From Tense to Present: Micro-practices to Recover Composure Fast
From Tense to Present: Micro-Practices to Recover Composure Fast
Despite the many variations in a workplace, a developed leader can see all the overlaps as well. The important but dreaded conversations, the heated comments in meetings, the emails that spike your heart rate. Leadership doesn’t immunise us from pressure, it can amplify it.
An aspiring manager might think they’re missing the spark required to protect themselves from pressure, the resilience great leaders have. The reality, however, is that truly effective leaders aren’t immune to stress, rather they recover faster.
The skill to change states - move from tense to present, from reactive to responsive - is learnt. In the moments where distress is concentrated, it’s not grand tactics, and pre-thought out plans that can help. It’s small, repeatable micro-practices.
The Science of Emotional Hijack
When tension peaks, your brain’s emotional response system, the amygdala, kicks into gear. The amygdala is your body’s internal alarm bell, triggering scans for threats, and a rapid fight, flight, or freeze response. When your brainpower focuses on these high stress responses, it leaves other areas, like your prefrontal cortex (responsible for self-control and rational actions) dampened.
While this response made sense before the Neolithic age, perfected by millions of years of evolution, a freeze response is less suitable if the culture you’re promoting in your workplace is starting to implode, and a fight response could be even worse.
The impact could be you:
- Not accessing logic easily
- Perceive your viewpoint as fact, and assume intentions
- React instead of choosing your response
- Potentially say or do something you regret later
Psychologist Daniel Goleman dubs this an “emotional hijack.”
And the solution?

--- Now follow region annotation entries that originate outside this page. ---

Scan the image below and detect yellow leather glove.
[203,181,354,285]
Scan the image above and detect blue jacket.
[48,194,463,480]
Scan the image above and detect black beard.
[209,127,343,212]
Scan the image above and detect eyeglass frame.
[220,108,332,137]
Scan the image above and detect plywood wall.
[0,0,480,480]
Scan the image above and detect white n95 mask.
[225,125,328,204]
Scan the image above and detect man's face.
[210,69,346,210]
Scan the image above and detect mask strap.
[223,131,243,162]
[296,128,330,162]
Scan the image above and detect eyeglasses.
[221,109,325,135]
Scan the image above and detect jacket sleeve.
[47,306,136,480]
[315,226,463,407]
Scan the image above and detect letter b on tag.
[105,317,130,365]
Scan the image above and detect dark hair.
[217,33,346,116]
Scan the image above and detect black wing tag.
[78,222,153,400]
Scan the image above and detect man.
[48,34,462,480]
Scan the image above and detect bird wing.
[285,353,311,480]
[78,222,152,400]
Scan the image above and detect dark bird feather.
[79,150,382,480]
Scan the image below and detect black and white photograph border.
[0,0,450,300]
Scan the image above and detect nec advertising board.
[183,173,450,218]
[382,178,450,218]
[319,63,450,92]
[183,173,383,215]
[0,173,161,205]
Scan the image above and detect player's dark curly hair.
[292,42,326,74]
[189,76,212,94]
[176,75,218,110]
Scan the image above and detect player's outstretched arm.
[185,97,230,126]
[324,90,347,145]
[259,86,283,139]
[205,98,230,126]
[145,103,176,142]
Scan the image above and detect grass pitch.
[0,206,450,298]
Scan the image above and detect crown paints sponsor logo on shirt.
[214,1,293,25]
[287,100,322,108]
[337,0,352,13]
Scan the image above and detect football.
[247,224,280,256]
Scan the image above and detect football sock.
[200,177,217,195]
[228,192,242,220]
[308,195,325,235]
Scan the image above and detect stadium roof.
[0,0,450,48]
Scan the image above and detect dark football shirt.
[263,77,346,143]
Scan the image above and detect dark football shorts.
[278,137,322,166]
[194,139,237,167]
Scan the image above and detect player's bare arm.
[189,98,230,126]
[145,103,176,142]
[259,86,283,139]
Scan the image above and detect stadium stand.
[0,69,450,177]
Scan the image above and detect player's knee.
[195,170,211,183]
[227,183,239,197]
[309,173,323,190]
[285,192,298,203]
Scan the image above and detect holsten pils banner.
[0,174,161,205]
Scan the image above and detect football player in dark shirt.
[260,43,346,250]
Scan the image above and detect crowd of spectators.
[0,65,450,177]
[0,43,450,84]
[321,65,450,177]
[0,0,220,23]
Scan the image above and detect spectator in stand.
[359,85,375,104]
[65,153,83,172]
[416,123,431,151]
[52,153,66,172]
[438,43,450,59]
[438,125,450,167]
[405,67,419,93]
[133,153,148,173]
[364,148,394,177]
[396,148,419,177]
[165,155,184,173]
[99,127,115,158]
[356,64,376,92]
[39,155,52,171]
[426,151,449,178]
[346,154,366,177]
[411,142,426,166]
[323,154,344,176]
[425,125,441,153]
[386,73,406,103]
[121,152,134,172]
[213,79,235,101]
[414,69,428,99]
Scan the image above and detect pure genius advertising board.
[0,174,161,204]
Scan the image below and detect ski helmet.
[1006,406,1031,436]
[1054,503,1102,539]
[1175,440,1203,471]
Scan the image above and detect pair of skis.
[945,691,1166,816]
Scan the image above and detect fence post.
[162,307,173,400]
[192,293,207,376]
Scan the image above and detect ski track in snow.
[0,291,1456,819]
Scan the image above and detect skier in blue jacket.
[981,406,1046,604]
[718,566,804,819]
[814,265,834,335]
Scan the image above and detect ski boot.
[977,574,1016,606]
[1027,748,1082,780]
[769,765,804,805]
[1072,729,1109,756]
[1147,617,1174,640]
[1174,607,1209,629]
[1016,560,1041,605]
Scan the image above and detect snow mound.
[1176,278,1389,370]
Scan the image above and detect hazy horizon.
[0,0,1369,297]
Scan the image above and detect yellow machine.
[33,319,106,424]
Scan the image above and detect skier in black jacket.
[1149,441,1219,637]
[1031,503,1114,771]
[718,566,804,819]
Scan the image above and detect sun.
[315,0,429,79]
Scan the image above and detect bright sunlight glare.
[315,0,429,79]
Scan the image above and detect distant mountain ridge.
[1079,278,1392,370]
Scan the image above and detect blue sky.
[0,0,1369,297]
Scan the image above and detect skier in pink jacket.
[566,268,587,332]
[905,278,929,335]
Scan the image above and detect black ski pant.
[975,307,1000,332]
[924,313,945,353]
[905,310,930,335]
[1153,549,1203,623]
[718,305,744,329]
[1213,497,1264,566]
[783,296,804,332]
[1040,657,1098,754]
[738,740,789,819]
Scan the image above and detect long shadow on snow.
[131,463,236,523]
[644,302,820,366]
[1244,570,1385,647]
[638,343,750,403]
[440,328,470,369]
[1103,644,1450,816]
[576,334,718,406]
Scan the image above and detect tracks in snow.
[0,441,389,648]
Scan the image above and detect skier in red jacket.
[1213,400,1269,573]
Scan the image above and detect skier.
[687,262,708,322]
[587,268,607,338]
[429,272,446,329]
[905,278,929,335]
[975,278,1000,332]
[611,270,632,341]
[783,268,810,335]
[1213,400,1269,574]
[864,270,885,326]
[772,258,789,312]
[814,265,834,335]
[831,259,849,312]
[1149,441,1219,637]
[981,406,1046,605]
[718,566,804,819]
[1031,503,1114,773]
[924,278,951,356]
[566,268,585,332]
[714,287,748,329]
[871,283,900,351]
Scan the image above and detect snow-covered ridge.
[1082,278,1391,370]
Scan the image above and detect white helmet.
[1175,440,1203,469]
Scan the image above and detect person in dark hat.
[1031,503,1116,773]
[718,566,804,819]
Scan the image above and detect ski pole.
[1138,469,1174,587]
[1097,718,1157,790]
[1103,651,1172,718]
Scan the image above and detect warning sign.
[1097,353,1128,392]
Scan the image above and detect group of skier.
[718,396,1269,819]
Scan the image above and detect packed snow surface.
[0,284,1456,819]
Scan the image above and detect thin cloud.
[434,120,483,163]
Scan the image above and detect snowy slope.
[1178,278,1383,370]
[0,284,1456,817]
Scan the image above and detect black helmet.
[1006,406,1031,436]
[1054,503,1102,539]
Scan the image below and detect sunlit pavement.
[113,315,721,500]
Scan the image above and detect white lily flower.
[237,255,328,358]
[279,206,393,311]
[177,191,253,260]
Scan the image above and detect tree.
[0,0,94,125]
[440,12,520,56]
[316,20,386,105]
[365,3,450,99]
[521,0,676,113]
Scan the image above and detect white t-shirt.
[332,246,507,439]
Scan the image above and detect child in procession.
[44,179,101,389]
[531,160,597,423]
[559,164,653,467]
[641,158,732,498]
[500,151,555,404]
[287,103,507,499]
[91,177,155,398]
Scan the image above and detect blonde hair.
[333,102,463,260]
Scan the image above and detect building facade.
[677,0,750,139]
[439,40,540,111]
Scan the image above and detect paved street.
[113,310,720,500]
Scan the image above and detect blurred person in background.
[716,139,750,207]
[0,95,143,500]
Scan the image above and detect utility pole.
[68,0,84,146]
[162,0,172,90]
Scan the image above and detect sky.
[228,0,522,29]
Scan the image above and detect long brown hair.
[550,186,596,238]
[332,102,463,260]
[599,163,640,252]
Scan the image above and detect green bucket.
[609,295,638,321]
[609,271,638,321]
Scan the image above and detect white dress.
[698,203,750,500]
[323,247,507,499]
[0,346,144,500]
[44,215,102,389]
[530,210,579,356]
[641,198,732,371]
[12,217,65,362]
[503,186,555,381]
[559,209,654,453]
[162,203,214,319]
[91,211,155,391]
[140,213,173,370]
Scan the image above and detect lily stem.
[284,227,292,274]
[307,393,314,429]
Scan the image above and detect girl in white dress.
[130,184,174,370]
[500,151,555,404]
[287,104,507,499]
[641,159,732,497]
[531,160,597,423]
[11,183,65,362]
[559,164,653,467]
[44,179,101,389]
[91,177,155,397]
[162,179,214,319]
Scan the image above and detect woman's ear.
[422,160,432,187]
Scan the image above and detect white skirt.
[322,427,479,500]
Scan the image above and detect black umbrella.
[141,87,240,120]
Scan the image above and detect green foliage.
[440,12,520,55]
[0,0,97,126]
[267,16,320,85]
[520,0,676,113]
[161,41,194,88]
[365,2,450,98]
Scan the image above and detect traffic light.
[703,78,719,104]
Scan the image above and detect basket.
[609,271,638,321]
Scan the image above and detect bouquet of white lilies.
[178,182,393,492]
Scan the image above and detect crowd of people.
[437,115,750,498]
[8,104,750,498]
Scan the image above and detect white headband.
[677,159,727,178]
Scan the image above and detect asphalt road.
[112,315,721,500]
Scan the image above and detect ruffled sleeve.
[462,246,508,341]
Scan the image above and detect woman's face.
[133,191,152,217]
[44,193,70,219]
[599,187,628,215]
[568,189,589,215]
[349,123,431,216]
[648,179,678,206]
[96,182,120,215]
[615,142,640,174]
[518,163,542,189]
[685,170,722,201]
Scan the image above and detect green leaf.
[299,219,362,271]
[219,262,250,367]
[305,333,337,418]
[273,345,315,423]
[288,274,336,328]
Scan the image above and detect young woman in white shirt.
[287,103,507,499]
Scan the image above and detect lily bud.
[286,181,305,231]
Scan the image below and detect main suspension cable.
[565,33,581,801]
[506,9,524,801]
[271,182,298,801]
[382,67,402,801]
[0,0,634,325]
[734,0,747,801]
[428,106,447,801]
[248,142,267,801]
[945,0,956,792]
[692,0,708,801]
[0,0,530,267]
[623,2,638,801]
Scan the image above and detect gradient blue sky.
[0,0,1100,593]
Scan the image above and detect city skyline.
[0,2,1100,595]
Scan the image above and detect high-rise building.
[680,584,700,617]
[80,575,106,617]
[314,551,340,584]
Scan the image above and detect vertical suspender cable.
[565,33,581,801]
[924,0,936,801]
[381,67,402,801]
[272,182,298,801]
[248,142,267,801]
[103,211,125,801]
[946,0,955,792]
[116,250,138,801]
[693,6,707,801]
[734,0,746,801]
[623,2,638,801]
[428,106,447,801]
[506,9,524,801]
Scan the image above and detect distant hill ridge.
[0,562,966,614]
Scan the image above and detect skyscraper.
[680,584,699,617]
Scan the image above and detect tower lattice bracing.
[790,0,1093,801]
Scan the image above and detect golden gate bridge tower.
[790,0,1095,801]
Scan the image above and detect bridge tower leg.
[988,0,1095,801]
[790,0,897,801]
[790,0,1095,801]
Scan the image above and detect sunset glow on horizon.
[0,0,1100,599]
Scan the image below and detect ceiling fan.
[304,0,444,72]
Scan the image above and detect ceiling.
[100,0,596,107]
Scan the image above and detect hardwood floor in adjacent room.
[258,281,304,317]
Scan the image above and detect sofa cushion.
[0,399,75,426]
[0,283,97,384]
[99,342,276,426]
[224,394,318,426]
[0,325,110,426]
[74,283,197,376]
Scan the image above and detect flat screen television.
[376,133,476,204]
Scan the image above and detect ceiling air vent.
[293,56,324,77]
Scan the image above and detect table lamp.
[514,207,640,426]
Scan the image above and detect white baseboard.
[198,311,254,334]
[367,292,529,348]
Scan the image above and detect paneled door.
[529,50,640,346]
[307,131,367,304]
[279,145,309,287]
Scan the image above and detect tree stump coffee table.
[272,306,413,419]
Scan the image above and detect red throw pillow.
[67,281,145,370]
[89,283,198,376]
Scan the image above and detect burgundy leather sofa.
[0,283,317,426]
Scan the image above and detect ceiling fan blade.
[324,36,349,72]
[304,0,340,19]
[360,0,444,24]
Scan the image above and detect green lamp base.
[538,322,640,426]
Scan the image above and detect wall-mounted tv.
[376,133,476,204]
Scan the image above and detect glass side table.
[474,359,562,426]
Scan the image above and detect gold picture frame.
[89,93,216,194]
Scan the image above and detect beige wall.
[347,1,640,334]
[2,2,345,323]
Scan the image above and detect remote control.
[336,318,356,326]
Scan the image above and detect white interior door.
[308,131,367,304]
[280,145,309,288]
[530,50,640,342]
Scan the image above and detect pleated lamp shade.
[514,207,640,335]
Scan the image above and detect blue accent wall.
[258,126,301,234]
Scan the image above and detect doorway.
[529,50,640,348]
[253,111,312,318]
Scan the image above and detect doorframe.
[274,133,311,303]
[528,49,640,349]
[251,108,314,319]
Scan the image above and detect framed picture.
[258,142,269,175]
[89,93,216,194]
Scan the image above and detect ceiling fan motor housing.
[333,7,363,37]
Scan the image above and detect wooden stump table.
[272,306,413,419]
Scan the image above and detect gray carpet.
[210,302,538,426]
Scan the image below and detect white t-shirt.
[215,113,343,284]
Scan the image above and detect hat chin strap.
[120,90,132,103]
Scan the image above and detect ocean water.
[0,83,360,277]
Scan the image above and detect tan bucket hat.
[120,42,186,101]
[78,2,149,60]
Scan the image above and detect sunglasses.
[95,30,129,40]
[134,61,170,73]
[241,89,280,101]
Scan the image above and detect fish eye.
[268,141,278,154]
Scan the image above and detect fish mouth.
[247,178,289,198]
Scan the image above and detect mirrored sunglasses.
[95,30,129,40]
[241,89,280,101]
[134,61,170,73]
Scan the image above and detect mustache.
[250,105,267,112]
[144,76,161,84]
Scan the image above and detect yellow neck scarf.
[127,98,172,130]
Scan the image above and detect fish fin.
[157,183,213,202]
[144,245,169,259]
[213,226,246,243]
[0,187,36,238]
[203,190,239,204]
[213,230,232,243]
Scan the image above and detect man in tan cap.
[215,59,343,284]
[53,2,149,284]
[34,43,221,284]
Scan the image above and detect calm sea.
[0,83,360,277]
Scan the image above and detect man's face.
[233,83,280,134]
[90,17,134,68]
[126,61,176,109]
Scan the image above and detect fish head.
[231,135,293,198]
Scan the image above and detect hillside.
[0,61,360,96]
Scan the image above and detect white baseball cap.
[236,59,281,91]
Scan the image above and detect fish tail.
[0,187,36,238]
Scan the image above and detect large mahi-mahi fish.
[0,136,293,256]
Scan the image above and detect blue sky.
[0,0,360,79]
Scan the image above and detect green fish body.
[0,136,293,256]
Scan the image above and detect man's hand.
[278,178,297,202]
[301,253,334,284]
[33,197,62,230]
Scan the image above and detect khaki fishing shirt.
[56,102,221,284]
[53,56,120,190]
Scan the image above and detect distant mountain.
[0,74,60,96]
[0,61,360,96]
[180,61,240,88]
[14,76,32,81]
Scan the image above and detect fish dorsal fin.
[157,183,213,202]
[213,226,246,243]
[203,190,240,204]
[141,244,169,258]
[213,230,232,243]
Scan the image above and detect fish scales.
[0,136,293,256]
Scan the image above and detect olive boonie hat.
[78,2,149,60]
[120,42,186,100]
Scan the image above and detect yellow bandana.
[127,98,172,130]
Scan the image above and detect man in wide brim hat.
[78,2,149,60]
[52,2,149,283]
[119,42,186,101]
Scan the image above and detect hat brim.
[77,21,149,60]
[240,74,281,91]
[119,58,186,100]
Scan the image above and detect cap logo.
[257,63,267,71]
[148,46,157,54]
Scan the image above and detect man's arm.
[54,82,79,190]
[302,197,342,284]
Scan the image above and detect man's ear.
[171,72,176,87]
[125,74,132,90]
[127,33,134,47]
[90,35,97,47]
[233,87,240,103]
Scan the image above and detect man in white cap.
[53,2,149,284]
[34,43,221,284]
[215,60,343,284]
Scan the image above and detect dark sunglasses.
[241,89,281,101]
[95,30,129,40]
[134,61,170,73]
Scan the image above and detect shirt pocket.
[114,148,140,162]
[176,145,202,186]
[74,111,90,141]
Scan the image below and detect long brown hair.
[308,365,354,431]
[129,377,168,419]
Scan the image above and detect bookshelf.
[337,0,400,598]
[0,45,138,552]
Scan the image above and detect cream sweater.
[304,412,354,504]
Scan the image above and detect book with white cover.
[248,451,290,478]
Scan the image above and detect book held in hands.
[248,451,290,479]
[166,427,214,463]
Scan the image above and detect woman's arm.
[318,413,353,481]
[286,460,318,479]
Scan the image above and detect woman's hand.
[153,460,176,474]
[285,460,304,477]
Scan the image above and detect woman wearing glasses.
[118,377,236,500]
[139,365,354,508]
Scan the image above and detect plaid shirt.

Micro-techniques.
Microscopic in-the-now practices that help take control away from the amygdala, and help you think with the prefrontal cortex, bringing you back to controlling your emotional reaction.
Micro-practices to Bring You Back to the Present
These strategies take moments, and they’re backed by neuroscience. If you feel yourself heading towards high tension, overwhelming emotions, or catastrophising thoughts, try these five strategies out.
1. 3–6 Breathing
Inhale for 3 seconds. Exhale for 6. Repeat 3 times (In through your nose and out through your mouth is a popular method).
Luckily your body has a natural calming mechanism, the parasympathetic nervous system. This breathing technique triggers it by slowing your heart rate and sending the message to your brain that “we’re not in danger."
2. Name the Emotion
Internally label the emotion you’re experiencing.
“I’m feeling pressure”
“This is anxiety”
“I’m irritated”
This act engages your thinking brain. Research displays how naming emotions reduces amygdala activity - dimming your emotional led responses and reverting you to tactical thinking. Tip: keep a list of emotions - your experience index.
3. Feet on the Floor, Eyes to the Horizon
Ground your body. Then lift your gaze.
- Plant your feet flat to the ground, aware of their contact with the floor
- Look to the furthest point in your landscape. Don’t focus, just widen your awareness
This practice is more suitable for a stressful email in your office instead of a board meeting and shifts your attention to the physical now, away from your racing thoughts. It breaks internal rumination and re-centres you.
4. Ask: “What’s the story I’m telling myself?”
Our reactions are often caused by our interpretations, not facts.
That silence in the meeting might have you telling yourself: “they think I don’t know what I’m talking about.” Being aware of your own assumptions, helps reconnect you to the truth:
“What do I actually know right now?” and “What are the facts telling me right now?”
5. Pulse Check
Be aware of the physical signs of “flooding”:
- Increased heart rate
- Dry mouth
- Tunnel vision
- Clenched jaw
- Breath held or shallow
- Sweaty palms
If you’re in it, stop. Step back, even just for two minutes. Drink water, breathe, stretch your hands, arms or jaw. Research suggests it takes at least 20 minutes for full emotional recovery after a high-intensity trigger. Important information, but wasted if you don’t recognise the signs that you need to give your body, and mind a break.
From Tense to Present: What Changes?
As you consistently use these practices, you’ll see your recovery time shortening. You stop spiralling, you start noticing sooner when you need to implement them. You make less reactive decisions, communicate more effectively, and increase your control, not because the stress has disappeared, but because you’ve done the work to remain grounded despite it.
Dominic from Blue Edge writes:
“It’s learning to respond and not react, if it’s deliberate it’s a response, the art is developing these skills before we need them, so that when we need them, they are available to us.”
It’s neither dramatic nor flashy. But still truly powerful.
Final Thought: Composure is a Trained Response
Matching how athletes rehearse high-pressure moves, leadership development involves rehearsing high-pressure responses.
Composure isn’t a personality trait. It’s a practice. And in the time between stimulation and responses, these micro-practices can impact everything.